# Midnight Blue Pictures



## kircher21 (Aug 22, 2006)

Just thought I would share some pics

Here are some before and afters























































The last few are when I was running the support rods. Unfortunately someone damaged my front end so it will be changing soon.


----------



## Fast Freddy Kaye (Jul 22, 2007)

*Love the front..*

I like the grills, may I ask where you purchased them?


----------



## kircher21 (Aug 22, 2006)

Thanks
I bought them from www.racemeshgrilles.com


----------



## bigcountry (Mar 28, 2007)

Looks good, I actually looked for that color and couldn't find it. What kind of wheels are you sporting? :cheers


----------



## koman (Sep 25, 2006)

dude, whatever you do, don't post any more pictures like that....you made me very jealous of color. love that midnight blue  looks really good with spoiler delete and the addition of the front adjustable spoiler.


----------



## way2fasts (May 16, 2009)

what years did they make that color, cause i have never seen that before


----------



## MJGTOWISH (Jun 15, 2006)

Wait, did you have your car painted Midnight blue? Or is that a factory color?

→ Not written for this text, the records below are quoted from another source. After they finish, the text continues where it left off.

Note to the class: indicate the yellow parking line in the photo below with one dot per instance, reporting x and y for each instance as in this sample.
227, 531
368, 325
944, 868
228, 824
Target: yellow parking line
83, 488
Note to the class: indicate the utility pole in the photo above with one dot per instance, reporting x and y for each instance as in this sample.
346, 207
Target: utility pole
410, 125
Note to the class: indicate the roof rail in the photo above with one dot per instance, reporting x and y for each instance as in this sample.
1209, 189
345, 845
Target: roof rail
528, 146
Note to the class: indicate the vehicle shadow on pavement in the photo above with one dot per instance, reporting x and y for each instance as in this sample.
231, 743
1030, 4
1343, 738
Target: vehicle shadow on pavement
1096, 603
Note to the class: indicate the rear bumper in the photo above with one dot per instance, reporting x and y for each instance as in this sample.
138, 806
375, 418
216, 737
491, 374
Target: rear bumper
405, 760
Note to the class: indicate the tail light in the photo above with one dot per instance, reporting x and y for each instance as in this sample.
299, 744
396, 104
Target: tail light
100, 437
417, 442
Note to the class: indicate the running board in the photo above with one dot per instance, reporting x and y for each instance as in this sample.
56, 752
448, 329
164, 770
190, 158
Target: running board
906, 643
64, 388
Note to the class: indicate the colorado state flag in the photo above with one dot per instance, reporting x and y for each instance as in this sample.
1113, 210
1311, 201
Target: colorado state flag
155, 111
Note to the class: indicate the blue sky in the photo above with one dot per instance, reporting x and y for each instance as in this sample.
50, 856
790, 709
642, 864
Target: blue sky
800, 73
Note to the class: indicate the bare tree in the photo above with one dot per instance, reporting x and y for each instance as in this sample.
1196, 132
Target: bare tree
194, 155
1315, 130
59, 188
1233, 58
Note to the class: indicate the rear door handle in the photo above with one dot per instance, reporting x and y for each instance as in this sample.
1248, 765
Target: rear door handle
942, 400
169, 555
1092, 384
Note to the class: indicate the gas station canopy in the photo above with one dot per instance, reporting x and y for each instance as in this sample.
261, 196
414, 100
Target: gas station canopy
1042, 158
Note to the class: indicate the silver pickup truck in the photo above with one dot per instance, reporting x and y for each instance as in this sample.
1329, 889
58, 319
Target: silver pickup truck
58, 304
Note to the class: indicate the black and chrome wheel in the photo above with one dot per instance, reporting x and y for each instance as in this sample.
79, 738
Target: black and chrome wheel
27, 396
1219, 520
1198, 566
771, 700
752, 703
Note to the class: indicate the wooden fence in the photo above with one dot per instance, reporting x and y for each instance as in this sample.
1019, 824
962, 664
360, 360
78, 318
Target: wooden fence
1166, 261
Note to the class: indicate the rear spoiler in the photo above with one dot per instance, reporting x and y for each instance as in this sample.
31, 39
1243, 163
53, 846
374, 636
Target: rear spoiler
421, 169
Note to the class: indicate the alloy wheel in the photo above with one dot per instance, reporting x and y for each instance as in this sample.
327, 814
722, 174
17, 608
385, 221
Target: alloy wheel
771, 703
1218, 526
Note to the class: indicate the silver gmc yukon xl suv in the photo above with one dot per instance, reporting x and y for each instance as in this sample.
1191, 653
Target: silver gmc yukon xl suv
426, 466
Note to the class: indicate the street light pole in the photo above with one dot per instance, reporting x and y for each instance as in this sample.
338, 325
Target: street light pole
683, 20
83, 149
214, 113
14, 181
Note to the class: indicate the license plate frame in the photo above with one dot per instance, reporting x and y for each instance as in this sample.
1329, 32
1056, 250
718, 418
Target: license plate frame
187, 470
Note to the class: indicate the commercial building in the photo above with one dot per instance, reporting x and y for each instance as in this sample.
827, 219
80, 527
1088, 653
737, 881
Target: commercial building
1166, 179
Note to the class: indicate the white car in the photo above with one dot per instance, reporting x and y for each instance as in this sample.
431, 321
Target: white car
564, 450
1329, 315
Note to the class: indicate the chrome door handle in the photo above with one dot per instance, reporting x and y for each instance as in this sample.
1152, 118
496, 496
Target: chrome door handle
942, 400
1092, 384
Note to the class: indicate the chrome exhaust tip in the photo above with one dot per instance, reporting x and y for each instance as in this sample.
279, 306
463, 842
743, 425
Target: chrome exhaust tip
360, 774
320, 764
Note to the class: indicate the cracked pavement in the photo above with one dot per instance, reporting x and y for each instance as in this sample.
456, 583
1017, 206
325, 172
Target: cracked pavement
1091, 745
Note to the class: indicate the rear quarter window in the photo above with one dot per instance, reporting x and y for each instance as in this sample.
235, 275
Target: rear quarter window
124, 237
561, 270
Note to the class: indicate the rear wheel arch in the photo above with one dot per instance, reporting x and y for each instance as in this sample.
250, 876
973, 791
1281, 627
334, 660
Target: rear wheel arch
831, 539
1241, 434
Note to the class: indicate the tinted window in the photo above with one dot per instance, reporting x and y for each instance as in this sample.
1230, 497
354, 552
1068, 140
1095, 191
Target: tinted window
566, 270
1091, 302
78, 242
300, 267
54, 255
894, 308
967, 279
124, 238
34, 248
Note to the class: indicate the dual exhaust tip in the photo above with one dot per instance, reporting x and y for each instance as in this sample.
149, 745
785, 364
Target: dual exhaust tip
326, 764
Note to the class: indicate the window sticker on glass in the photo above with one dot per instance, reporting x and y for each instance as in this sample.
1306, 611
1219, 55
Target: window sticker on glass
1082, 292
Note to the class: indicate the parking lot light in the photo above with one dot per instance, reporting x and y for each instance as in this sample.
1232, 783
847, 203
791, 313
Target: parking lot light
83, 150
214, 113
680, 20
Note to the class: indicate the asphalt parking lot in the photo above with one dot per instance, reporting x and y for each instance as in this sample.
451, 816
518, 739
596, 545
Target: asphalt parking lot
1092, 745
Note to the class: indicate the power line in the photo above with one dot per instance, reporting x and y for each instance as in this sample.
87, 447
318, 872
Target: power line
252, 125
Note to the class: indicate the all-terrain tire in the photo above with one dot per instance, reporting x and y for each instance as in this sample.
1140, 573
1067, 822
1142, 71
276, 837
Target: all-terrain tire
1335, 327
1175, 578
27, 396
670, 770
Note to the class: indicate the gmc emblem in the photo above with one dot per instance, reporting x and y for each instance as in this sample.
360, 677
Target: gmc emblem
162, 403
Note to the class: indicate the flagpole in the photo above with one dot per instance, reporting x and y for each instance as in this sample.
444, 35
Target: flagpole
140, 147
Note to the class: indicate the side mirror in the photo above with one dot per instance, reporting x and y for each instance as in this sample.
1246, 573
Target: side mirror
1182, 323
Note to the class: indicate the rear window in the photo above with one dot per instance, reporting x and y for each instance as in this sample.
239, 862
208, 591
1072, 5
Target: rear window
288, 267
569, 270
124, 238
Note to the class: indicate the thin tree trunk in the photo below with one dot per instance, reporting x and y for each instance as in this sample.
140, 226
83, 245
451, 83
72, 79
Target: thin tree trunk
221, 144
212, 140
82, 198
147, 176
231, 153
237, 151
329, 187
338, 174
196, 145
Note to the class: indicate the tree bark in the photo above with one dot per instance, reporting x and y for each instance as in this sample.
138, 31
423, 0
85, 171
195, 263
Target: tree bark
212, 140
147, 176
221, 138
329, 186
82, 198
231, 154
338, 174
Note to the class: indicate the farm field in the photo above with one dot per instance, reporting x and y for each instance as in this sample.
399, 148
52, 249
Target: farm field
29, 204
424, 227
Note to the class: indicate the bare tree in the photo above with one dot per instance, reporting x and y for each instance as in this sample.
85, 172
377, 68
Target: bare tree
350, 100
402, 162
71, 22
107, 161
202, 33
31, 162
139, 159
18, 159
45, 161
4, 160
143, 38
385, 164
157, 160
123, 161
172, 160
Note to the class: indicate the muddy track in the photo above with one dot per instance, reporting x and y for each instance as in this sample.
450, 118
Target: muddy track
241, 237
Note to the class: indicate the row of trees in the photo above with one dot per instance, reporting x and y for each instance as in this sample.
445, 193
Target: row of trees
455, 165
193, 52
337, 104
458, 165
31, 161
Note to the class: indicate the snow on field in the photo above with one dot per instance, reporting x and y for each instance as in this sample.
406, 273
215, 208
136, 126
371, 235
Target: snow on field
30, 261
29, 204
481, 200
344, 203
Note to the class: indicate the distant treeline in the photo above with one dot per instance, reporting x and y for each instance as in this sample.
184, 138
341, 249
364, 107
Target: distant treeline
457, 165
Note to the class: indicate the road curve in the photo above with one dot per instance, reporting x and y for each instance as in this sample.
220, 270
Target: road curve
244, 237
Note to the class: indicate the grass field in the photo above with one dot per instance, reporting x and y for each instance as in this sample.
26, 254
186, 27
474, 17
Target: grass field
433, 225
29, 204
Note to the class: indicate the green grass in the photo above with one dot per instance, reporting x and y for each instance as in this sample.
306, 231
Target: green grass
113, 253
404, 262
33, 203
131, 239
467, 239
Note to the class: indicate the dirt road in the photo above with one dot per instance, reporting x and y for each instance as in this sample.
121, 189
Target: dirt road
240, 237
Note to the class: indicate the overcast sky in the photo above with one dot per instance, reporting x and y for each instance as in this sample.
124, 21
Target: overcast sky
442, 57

If so I need to too now  Gee thanks 

Or I bought the wrong one.......In either case i feel like a FAILURE!


----------



## MJGTOWISH (Jun 15, 2006)

**** this thread is old.......


----------



## Poncho Dan (Jun 30, 2009)

That front lip looks hideous, most especially with the turnbuckles holding it in place.


----------



## mfriend193 (Mar 26, 2009)

dude your car looks badass. I'm trying to put those grills on mine. But tryinto get the funds first. But i love the color


----------



## IRONSIGHT (Oct 10, 2009)

What size are the rims? Are they TSWs'? They look perfect.


----------



## johnasaurus (Sep 14, 2009)

I saw one that color on Ebay and it looked NICE, only other one I've ever seen!


----------



## Cobra126 (Sep 24, 2009)

Car looks smooth without the spoiler!! I may have to do that too!!


----------